La gare qui accueille aujourd’hui quelque 700 000 voyageurs par jour devrait en voir passer plus de 900 000 à l’horizon 2030. Vieillissante, elle doit subir un sérieux lifting que personne ne conteste. En revanche, les opposants refusent ce qu’ils nomment un « paquebot commercial », au cœur du projet de rénovation. Il s’agit de faire passer la surface commerciale de 5 400 m2 actuellement à près de 19 000 m2. Au total 61 500 m2 de surfaces supplémentaires sont prévues qui comprennent aussi 10 375 m2 d’espaces de loisirs. « On ne peut pas reprocher à la SNCF de vouloir des commerces dans ses gares. Mais il y a une question de proportion », commente Emmanuel Grégoire.
Pour la SNCF, l’opération doit permettre de financer les travaux sans mettre la main à la poche (600 millions d’euros entièrement pris en charge par Ceetrus du groupe Auchan) puis de percevoir chaque année des redevances pour l’occupation des commerces. Sommes qui peuvent ensuite être utilisées pour financer des chantiers dans d’autres gares sur l’ensemble du territoire.
L’histoire de la rénovation de la gare du Nord est déjà longue de polémiques et de tentatives de conciliation. En septembre dernier, des urbanistes et des architectes avaient dénoncé dans Le Monde un projet « inacceptable » et « pharaonique ». En mars, une commission d’enquête publique avait formulé un avis favorable sur le permis de construire.
Mais face au tollé, les discussions entre StatioNord (la SEM qui réunit Gares & Connexions et Ceetrus (groupe Auchan) qui porte le projet) et la Ville n’avaient jamais cessé. Au contraire, elles ont même permis de faire avancer le projet dans le sens voulu par les élus municipaux. Le préfet de Paris, Pierre Cadot, cite ainsi 13 points d’amélioration, dont l’accroissement du nombre de places pour garer les vélos, passé de 1 200 à 3 000, le lancement d’une étude pour voir comment ouvrir la gare du Nord du côté de La Chapelle, ou encore la fin de la séparation des flux d’entrée et de sortie pour les voyageurs du quotidien (mais pas pour ceux qui empruntent les grandes lignes).
Emmanuel Grégoire propose encore « cinq axes » pour améliorer le projet.
Le premier consiste à revoir le calendrier qui n’est « pas crédible » tel qu’il est fixé : être achevé en 2024 au moment des JO. « Nous n’avons pas accès au planning de travaux. Il y a une stratégie de dissimulation. Le calendrier n’est pas crédible, ce n’est pas sérieux », estime l’élu.

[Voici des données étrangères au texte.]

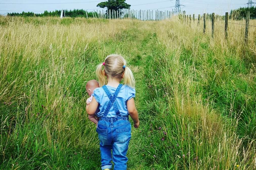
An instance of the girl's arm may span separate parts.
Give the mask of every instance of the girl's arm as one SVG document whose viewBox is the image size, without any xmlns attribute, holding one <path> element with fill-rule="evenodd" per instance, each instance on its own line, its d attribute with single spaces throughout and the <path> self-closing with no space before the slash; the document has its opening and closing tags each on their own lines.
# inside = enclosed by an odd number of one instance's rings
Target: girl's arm
<svg viewBox="0 0 256 170">
<path fill-rule="evenodd" d="M 94 97 L 92 98 L 92 100 L 89 105 L 86 106 L 86 111 L 89 115 L 93 115 L 95 113 L 99 106 L 99 103 L 97 102 Z"/>
<path fill-rule="evenodd" d="M 134 99 L 132 98 L 127 101 L 127 110 L 129 114 L 134 122 L 134 127 L 137 128 L 140 126 L 140 121 L 138 115 L 138 111 L 135 107 Z"/>
<path fill-rule="evenodd" d="M 98 124 L 98 122 L 99 121 L 96 118 L 95 118 L 95 115 L 94 114 L 93 115 L 88 115 L 88 117 L 90 120 L 97 125 Z"/>
</svg>

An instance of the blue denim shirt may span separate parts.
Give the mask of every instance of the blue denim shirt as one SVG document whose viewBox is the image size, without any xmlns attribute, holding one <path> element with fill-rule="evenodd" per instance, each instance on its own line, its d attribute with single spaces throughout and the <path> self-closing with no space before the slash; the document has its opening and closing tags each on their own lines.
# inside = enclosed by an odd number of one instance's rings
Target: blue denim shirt
<svg viewBox="0 0 256 170">
<path fill-rule="evenodd" d="M 111 94 L 113 95 L 116 88 L 109 86 L 106 86 Z M 134 89 L 127 85 L 124 85 L 122 87 L 116 99 L 121 116 L 129 115 L 126 103 L 128 100 L 135 97 L 135 93 Z M 102 116 L 109 101 L 109 99 L 102 87 L 95 89 L 92 95 L 94 97 L 99 104 L 98 108 L 99 111 L 95 113 L 95 114 L 99 117 Z M 116 116 L 115 110 L 112 106 L 107 116 L 112 117 Z"/>
</svg>

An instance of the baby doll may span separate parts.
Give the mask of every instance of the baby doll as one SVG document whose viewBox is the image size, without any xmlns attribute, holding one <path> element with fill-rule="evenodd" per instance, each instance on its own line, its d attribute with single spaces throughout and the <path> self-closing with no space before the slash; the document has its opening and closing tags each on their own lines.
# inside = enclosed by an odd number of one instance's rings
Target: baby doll
<svg viewBox="0 0 256 170">
<path fill-rule="evenodd" d="M 86 100 L 87 104 L 89 105 L 92 101 L 93 97 L 92 95 L 93 94 L 94 89 L 99 87 L 99 82 L 95 80 L 90 80 L 86 83 L 86 91 L 89 95 L 90 96 Z M 89 115 L 88 117 L 90 120 L 95 123 L 96 125 L 98 125 L 98 122 L 99 121 L 98 118 L 95 114 L 91 115 Z"/>
</svg>

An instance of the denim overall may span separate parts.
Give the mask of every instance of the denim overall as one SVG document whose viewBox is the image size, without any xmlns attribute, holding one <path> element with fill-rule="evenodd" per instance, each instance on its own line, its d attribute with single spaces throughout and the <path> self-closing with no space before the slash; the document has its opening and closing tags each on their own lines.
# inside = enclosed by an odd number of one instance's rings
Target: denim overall
<svg viewBox="0 0 256 170">
<path fill-rule="evenodd" d="M 96 130 L 100 141 L 102 169 L 112 168 L 111 150 L 114 170 L 123 170 L 127 168 L 128 159 L 126 153 L 131 137 L 131 125 L 129 116 L 122 116 L 120 115 L 116 101 L 122 86 L 121 84 L 119 85 L 113 96 L 106 85 L 102 87 L 110 101 L 103 115 L 100 118 Z M 108 117 L 107 116 L 112 106 L 116 116 Z"/>
</svg>

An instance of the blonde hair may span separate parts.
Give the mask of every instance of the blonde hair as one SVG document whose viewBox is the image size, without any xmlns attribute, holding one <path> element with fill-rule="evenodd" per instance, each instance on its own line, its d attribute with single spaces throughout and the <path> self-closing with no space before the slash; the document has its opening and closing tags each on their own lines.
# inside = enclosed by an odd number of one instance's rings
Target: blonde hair
<svg viewBox="0 0 256 170">
<path fill-rule="evenodd" d="M 116 54 L 110 55 L 106 58 L 104 63 L 104 70 L 108 76 L 121 80 L 123 74 L 124 84 L 133 88 L 135 87 L 133 74 L 130 69 L 126 66 L 126 61 L 123 57 Z M 98 65 L 96 69 L 96 74 L 99 79 L 100 87 L 105 85 L 106 82 L 102 69 L 103 66 L 103 63 L 101 63 Z"/>
</svg>

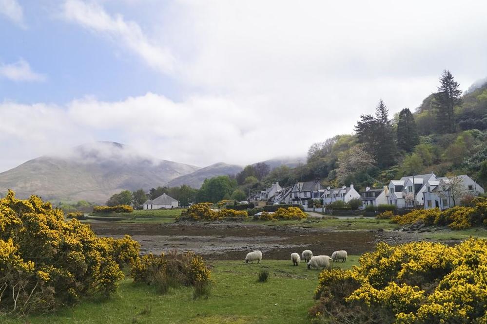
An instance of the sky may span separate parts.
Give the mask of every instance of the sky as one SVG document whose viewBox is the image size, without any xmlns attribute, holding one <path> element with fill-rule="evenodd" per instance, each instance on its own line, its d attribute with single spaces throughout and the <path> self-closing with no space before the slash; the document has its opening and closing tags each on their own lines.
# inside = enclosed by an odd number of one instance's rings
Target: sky
<svg viewBox="0 0 487 324">
<path fill-rule="evenodd" d="M 0 172 L 98 141 L 204 166 L 303 156 L 487 76 L 487 2 L 0 0 Z"/>
</svg>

Second impératif selon lui, il faut abandonner totalement le principe de séparation des flux d’entrée et de sortie pour ne plus être contraint de traverser le centre commercial.
Enfin, il demande de « dédensifier » le projet (le bâtiment prévu s’étendra sur 300 mètres et jusqu’à cinq étages), d’ouvrir la gare sur les quartiers environnants et de mettre en place une réelle intermodalité. « Nous voulons faire la part belle aux nouveaux modes comme le vélo », souligne Alexandra Cordebard, la maire du Xe arrondissement qui craint « quatre à cinq ans d’années difficiles, peut-être davantage, dans un quartier déjà hyper dense tant en bâti qu’en population ».
Pour l’association Retrouvons le nord de la gare du Nord, ce projet va compliquer la circulation dans ce quartier et l’accès à la gare. « Aujourd’hui, la gare est très facile d’accès mais demain, il faudra prendre des passerelles, ce qui allongera les trajets et pourra prendre jusqu’à huit minutes. En moyenne, il faudra compter quatre minutes », souligne un de ces porte-parole. « Or, nombre de liaisons proposées en TGV à partir de la gare du Nord sont assez courtes, que ce soit pour aller à Lille, à Bruxelles… Le TGV permet de gagner du temps mais on va en faire perdre dans la gare. C’est absurde », ajoute-t-il.
Surtout, poursuit l’association, ce chantier gigantesque ne va pas régler les problèmes des voyageurs de banlieue qui représentent pourtant 80 % des voyageurs de la gare. « Les voyageurs du quotidien ne sont pas pris en compte par le projet : les escalators sont placés perpendiculairement dans le but de faire voir les commerces. Mais tous ces cheminements vont allonger les trajets. Il faut un projet au service des voyageurs du quotidien ».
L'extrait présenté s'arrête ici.